Le dossier du marché d’armement de 45 milliards de F CFA est dans le viseur du parquet financier. Le parquet financier exige toute la lumière sur le marché d’armement de 45 milliards de F CFA. Le procureur Alioune Abdoulaye Sylla a demandé à la Division des investigations criminelles (DIC) d’ouvrir une enquête, visant notamment des soupçons de détournement de deniers publics et de blanchiment de capitaux.
Selon Libération, au-delà des anomalies relevées par un audit (qualité et quantité du matériel), le parquet financier a reçu un rapport accablant de la Centif concernant ce contrat. Signé en cinq exemplaires le 30 décembre 2021, il attribuait à Lavie Commercial Brokers-SUARL un marché pour la fourniture d’équipements de sécurité, de véhicules d’intervention, de logistique et de moyens de transmission et communication, pour un montant total de 45,3 milliards de F CFA TTC, au bénéfice du ministère de l’Environnement.
Lavie Commercial Brokers-SUARL avait été créée à Dakar le 16 novembre 2021, soit un mois et demi avant la signature du contrat. Celui-ci a été paraphé, au nom de Lavie, par David Benzaquen, un ancien employé du marchand d’armes israélien Gaby Peretz. Cependant, le numéro de téléphone portable figurant dans le dossier de création de la société était attribué à un certain « M. Aboubacar », en réalité Aboubacar Hima, surnommé « Petit Boubé », un courtier nigérien, rapporte la même source.
Des transferts suspects et des retraits en espèces non justifiés
D’après la Centif, « Petit Boubé » avait ouvert, dans la même banque sénégalaise, deux autres comptes au nom de ses sociétés Technologie Service International (TSI) et Eurocockpit. Des virements de 3,09 milliards de F CFA ont été effectués entre Lavie et Eurocockpit vers TSI. Ces fonds ont ensuite été transférés à l’étranger par virements, retraits et conversions en devises, livre le journal.
Le 27 février 2023, des mises à disposition de 85 et 150 millions de F CFA ont été accordées à des individus nommés D.A., A. Jacques et A. Loum, leur permettant de retirer les sommes en espèces. Le lendemain, Loum a bénéficié d’une nouvelle mise à disposition de 185 millions de F CFA, également retirés en liquide. Aucune justification n’a été fournie pour ces opérations, selon la Centif.
Des chèques et des transferts opaques
Après la signature du contrat avec le ministère de l’Environnement, « Petit Boubé » a lui-même retiré des chèques pour un total de 565,5 millions de F CFA. Plusieurs transferts ont ensuite été effectués vers l’étranger, officiellement pour l’exécution d’un contrat classé « secret défense ». Hima avait déclaré que ces fonds serviraient au dédouanement de conteneurs pour le compte du ministère.

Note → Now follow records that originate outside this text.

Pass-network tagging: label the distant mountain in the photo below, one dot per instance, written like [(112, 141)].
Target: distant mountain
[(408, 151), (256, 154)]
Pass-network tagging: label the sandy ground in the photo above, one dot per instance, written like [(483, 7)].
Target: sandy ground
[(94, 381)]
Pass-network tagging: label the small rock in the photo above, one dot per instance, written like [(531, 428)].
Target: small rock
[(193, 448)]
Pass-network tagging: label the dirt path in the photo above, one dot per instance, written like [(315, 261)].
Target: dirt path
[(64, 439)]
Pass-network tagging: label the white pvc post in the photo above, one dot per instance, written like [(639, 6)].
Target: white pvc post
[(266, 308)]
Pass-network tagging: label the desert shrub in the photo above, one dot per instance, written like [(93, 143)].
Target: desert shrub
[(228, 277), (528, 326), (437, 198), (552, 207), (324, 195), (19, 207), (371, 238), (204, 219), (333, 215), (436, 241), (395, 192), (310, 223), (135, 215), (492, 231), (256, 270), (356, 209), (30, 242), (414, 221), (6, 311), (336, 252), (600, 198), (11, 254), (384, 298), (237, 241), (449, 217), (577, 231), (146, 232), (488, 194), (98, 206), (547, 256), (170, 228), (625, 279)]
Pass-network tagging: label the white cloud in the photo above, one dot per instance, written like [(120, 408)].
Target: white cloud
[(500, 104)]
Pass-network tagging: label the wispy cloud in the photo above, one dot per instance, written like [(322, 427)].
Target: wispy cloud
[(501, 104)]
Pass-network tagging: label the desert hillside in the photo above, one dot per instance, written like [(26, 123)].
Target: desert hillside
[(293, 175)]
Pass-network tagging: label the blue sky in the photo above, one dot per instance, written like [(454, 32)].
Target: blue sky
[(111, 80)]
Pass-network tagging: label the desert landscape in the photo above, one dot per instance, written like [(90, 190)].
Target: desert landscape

Or, informe le canard, la Centif a établi que ces justifications étaient fausses. Plus troublant encore : ces opérations ont eu lieu après que « Petit Boubé », qui prétendait « préfinancer » le marché, ait reçu une avance de 34 milliards de F CFA.
La piste des pots-de-vin
Pour la Centif, ces mouvements de fonds, retraits en espèces injustifiés et virements à l’étranger, s’expliqueraient par le versement de pots-de-vin.
L’enquête se poursuit pour déterminer l’étendue des malversations et identifier tous les acteurs impliqués.